= Stewardship areas of New Zealand =

Stewardship land is a type of public conservation land in New Zealand that is stuck in a limbo state, after being transferred to the Department of Conservation (DOC) but not yet allocated a formal protection category.

Like other types of conservation land, stewardship land is administered by DOC under the Conservation Act 1987.

== Extent and Origin ==
As of November 2025, 30% of conservation land in New Zealand is classified as a stewardship area, which amounts to over 2.7 e6hectare of land. This includes:
- land acquired by DOC via the now-abolished tenure review system
- former state forests, inherited by DOC when the New Zealand Forestry Service was disestablished
- land inherited by DOC when the Department of Lands and Survey was disestablished
- land purchased by the Crown via the Nature Heritage Fund.

== Disposal ==
Stewardship areas can be disposed of if they are deemed to have "low or no conservation value". This process was invoked in 2011, where 200 ha of land was privatised for construction of a skifield.
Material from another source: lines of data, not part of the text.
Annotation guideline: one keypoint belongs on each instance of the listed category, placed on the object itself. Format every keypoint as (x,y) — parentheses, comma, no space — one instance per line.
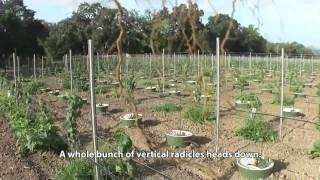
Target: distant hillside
(316,51)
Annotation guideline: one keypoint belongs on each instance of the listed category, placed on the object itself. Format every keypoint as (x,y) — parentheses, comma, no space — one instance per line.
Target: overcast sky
(278,20)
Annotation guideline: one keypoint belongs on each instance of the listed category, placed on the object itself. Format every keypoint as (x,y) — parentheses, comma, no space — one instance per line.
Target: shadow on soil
(200,140)
(150,122)
(115,110)
(279,165)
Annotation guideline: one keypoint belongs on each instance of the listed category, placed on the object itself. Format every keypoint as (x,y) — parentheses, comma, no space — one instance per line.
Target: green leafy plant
(287,101)
(262,162)
(74,105)
(240,82)
(257,130)
(166,107)
(197,94)
(268,86)
(315,152)
(197,113)
(33,87)
(4,82)
(253,100)
(32,126)
(80,169)
(81,85)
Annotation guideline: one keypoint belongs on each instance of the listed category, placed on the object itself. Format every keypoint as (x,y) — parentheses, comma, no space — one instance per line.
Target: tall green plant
(75,103)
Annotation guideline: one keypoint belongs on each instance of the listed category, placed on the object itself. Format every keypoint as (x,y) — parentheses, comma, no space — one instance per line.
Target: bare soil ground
(291,161)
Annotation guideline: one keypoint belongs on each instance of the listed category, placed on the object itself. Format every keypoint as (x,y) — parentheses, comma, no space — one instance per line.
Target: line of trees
(177,30)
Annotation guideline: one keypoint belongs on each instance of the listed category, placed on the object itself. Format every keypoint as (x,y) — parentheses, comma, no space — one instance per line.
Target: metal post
(18,62)
(42,66)
(150,67)
(312,64)
(212,62)
(34,67)
(218,93)
(270,66)
(300,65)
(229,61)
(282,88)
(250,61)
(98,63)
(93,107)
(174,64)
(225,60)
(70,62)
(198,59)
(162,70)
(14,70)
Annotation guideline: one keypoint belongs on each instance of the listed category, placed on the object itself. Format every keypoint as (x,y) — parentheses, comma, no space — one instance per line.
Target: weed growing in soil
(166,107)
(315,152)
(4,83)
(197,113)
(74,105)
(257,130)
(32,126)
(81,169)
(253,99)
(287,101)
(33,87)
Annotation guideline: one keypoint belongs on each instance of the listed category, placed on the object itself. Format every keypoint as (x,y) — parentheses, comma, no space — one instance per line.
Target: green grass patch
(256,129)
(166,107)
(287,101)
(197,113)
(315,152)
(80,169)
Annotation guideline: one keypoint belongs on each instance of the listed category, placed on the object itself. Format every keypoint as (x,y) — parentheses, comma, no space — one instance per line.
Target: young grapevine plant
(75,103)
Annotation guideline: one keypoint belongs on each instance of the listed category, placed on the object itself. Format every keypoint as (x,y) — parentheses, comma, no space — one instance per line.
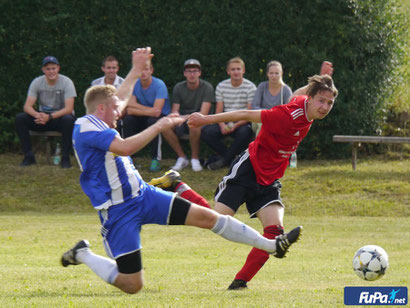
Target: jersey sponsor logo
(297,113)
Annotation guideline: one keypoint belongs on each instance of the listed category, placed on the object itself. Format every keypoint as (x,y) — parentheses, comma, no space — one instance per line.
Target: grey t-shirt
(235,98)
(191,100)
(264,100)
(51,98)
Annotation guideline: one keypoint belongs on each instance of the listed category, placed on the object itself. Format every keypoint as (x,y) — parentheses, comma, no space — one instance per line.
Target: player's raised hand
(326,68)
(170,120)
(196,120)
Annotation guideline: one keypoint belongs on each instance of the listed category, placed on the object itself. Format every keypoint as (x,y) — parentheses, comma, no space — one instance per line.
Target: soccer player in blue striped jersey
(124,201)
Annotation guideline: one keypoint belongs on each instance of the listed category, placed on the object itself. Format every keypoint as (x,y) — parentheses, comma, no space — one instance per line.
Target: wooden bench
(48,135)
(356,142)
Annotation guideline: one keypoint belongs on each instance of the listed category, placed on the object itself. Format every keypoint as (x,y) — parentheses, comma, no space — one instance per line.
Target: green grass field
(43,212)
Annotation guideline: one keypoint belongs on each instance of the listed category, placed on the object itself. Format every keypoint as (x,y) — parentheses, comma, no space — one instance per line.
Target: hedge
(362,39)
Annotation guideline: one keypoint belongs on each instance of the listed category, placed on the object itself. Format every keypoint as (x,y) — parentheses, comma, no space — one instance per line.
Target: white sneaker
(196,165)
(181,163)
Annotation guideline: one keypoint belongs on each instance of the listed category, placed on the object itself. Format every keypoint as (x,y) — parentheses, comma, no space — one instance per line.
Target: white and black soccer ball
(370,262)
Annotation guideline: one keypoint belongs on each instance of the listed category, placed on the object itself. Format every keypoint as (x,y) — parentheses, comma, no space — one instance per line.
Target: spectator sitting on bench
(110,68)
(189,96)
(55,94)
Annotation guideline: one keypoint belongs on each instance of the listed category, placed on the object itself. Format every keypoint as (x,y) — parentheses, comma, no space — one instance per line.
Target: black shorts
(240,186)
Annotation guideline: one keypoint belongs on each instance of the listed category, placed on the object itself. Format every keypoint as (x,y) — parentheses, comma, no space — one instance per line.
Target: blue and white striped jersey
(107,179)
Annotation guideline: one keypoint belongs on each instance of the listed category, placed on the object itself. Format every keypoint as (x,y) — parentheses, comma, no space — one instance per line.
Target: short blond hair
(321,83)
(235,60)
(97,95)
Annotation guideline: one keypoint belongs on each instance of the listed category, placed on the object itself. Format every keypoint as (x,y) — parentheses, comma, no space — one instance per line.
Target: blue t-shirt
(156,90)
(107,179)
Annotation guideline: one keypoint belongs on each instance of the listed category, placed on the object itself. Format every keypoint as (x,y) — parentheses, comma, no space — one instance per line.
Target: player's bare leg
(271,218)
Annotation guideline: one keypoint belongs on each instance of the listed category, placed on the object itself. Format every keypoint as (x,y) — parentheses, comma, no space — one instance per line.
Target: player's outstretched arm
(140,56)
(130,145)
(197,119)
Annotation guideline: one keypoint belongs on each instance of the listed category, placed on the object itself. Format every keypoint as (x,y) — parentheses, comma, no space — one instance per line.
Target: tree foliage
(361,37)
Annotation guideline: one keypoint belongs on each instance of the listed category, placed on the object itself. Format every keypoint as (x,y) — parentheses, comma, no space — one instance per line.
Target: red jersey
(283,128)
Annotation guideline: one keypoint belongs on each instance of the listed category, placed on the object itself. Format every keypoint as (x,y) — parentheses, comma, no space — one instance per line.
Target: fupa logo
(375,296)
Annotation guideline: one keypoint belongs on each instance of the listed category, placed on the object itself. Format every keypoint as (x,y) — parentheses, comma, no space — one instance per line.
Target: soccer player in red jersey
(254,176)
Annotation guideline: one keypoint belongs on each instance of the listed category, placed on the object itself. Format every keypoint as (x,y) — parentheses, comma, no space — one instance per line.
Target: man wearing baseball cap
(54,94)
(189,96)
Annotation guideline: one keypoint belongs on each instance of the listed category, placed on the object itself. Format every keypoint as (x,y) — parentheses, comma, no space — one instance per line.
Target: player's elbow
(121,148)
(156,113)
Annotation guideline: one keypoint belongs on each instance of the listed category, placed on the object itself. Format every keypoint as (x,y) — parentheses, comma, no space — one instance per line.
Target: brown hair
(109,59)
(273,63)
(318,83)
(97,95)
(235,60)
There are ongoing proposals for the construction of skifields and coal mines on conservation land, which would require those stewardship areas to be disposed of and privatised.

== Timeline ==
In 2021, the Sixth Labour Government established a programme to reclassify stewardship areas, following a promise to ban new mines on conservation land.

In 2022, public consultation was held for the first tranche of land, on the West Coast of the South Island. A panel of experts recommended that 54% of West Coast stewardship land should be converted to conservation parks, 28% to historic reserves, 12% to national parks, and the remaining 6% to other classifications. Only 66 hectares (0.01%) was proposed to be disposed of.

As of 2025, there has been no further progress, following a change of government. Instead, there is renewed interest to allow mining on conservation land, and allow up to 60% of all conservation land to be delisted.